According to Joe Arpaio, Maricopa County Sheriff, typewritten notes were found at the scene of the accident, referring to the sieges of Waco in 1993, and of Ruby Ridge, Idaho, a year earlier - both of which were rallying issues for anti-government fringe groups, and whose revenge may have been a motive for last April's deadly Oklahoma City bombing. The notes were signed "Sons of Gestapo," Mr Arpaio said, adding he believed the incident was the work of domestic terrorists.

Amtrak's prestige Sunset Limited train came off the tracks in wild and inaccessible country about 60 miles south- west of Phoenix at around 1.30 in the morning. It was on the way from Miami to Los Angeles, and had 248 passengers and 20 crew members aboard.

"There was a loud roar and everything was shaking," said one passenger. "It was beginning to tilt and then everything just shook and stopped." Another described the experience as "like a rollercoaster". In all, eight of the train's 12 carriages left the rails.

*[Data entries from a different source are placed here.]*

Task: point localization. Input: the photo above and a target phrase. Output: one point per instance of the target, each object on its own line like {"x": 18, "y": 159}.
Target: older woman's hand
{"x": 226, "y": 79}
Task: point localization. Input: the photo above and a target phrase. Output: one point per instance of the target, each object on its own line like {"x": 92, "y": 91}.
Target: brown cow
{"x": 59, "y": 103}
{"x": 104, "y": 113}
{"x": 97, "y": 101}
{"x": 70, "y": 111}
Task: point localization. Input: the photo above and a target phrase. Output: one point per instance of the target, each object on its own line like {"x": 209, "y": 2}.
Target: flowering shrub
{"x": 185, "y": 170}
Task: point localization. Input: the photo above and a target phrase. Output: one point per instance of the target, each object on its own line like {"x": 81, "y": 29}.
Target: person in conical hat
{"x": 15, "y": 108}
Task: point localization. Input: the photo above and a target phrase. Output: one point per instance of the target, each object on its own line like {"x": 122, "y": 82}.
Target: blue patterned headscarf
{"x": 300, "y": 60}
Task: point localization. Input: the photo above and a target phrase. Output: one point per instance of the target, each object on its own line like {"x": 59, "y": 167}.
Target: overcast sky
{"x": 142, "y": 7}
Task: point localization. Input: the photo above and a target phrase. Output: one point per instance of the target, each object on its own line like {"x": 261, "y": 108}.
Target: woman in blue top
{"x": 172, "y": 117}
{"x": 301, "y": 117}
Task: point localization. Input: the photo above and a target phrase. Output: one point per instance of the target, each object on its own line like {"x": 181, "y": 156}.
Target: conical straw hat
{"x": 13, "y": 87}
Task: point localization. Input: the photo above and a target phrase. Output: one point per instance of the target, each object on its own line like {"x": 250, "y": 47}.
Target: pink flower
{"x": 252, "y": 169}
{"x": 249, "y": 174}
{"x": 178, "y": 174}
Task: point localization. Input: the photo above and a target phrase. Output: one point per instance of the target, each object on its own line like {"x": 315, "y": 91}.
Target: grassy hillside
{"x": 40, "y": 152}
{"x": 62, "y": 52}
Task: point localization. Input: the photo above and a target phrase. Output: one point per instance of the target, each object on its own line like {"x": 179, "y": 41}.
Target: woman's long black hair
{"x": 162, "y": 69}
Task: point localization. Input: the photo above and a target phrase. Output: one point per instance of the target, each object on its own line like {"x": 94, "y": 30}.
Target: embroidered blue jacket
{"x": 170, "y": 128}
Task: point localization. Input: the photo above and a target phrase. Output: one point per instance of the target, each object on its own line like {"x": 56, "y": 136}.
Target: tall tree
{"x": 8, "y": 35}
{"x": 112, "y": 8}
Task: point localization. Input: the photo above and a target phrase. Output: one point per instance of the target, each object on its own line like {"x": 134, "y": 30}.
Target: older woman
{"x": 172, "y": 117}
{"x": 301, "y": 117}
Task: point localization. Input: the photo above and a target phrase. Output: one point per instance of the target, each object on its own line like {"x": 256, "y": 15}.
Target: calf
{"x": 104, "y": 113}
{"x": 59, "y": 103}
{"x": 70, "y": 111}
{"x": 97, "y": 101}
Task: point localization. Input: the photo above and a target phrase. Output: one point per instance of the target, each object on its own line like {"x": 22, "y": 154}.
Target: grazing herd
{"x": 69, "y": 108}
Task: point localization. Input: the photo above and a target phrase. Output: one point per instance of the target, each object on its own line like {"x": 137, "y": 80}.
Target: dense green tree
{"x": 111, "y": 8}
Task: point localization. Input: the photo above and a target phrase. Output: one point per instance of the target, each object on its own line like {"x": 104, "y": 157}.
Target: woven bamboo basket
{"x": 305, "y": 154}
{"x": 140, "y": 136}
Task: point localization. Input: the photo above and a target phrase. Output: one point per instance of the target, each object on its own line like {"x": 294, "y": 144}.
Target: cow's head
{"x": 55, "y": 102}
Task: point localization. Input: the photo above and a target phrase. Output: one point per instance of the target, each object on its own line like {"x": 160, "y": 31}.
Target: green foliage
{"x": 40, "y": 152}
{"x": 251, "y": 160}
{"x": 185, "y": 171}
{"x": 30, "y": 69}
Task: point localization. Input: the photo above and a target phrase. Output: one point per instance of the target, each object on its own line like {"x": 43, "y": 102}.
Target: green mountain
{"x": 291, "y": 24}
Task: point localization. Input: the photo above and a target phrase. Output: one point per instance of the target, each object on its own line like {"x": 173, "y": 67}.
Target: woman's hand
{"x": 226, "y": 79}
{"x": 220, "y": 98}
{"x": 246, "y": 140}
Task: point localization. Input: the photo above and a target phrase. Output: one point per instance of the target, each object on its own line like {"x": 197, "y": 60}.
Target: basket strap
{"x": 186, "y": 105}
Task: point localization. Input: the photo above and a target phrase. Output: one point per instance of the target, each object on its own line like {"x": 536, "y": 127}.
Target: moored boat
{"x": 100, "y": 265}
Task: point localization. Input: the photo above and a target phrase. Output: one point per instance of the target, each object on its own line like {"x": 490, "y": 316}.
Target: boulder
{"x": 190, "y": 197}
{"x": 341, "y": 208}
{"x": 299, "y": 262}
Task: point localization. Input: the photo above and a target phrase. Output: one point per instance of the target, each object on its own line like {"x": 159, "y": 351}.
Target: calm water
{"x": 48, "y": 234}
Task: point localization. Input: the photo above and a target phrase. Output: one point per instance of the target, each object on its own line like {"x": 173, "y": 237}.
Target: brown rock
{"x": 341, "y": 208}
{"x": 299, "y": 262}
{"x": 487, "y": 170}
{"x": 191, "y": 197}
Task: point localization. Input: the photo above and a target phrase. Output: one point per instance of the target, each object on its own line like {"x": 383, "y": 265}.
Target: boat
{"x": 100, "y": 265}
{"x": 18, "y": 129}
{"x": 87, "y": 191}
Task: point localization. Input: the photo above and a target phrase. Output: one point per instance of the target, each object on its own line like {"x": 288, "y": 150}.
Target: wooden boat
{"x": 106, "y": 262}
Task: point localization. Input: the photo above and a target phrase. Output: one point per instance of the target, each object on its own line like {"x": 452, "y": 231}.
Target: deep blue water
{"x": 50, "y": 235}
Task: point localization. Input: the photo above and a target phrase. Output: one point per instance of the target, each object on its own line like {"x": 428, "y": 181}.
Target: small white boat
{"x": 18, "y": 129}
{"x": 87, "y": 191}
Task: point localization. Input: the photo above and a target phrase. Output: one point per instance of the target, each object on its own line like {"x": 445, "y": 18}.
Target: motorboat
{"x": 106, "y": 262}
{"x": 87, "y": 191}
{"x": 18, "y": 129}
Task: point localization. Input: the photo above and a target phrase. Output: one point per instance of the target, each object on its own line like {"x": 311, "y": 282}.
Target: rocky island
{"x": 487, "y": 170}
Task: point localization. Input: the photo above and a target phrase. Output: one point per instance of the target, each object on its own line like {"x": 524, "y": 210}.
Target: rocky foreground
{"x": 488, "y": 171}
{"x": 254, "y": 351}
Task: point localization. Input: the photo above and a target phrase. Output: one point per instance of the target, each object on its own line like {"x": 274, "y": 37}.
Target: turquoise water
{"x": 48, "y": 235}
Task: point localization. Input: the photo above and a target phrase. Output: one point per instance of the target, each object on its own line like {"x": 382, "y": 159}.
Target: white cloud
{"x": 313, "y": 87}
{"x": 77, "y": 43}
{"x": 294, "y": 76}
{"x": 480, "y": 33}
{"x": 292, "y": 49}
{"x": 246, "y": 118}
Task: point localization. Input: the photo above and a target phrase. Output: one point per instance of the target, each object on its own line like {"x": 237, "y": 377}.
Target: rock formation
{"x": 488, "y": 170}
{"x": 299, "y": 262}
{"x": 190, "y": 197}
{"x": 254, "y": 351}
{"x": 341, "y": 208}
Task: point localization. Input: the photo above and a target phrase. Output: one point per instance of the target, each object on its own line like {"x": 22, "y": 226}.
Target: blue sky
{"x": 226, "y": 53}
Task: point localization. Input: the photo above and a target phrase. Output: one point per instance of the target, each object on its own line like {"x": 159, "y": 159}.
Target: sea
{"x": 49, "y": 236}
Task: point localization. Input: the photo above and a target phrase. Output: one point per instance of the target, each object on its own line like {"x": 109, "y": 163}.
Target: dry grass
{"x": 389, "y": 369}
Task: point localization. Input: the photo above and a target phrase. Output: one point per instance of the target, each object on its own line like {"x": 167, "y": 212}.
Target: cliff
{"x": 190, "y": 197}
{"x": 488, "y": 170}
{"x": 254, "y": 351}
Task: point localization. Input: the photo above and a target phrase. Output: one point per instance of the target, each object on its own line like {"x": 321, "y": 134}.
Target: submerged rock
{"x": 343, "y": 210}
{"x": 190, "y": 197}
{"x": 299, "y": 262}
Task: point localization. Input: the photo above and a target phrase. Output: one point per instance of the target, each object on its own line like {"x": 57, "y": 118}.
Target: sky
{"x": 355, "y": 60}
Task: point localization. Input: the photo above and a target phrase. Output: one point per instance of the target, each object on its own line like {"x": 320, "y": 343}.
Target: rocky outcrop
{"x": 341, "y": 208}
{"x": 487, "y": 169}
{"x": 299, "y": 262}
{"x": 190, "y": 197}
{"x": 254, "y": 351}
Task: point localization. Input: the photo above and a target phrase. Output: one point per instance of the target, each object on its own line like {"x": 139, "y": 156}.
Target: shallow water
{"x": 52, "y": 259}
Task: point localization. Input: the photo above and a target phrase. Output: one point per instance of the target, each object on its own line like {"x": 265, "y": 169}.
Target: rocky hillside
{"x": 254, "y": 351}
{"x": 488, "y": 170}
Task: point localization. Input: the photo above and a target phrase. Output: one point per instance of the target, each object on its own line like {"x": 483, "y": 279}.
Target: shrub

Investigators found that, in one section of track, 29 spikes which held the rails to the wooden sleepers had been removed, while an alarm system that would normally have warned the train's crew had been deliberately disconnected.

Also, police officials said, an electric wire tied to the track section prevented on-board computers from sensing anything was amiss. Moments before disaster struck, the Sunset Limited's driver had seen something on the track and had tried desperately to halt the train in time.

Reinforcing the theory of a link to the Oklahoma City attack was the mention, on another note discovered by a passenger after the crash, of the Bureau of Alcohol, Tobacco and Firearms (ATF), the federal agency which carried out the original raid on the cult-leader David Koresh's headquarters at Waco on 28 February 1993.

Also, it was pointed out last night, the remote Western Arizona desert is an area favoured by far-right loners and drifters, among them Timothy McVeigh, the prime suspect in the Oklahoma City bombing - the worst-ever terrorist attack in the US, in which 168 people were killed. Last night, FBI agents were joining the Amtrak investigation.

Rescue efforts were complicated by the difficult terrain, which is rocky and criss-crossed with ravines and gorges. Only four-wheel drive vehicles could reach the spot, and the injured were ferried by helicopter to Phoenix, where a shopping mall was turned into an improvised landing site from which they could be transferred to a local hospital.

Of the 100 victims, 12 were said to be in serious condition.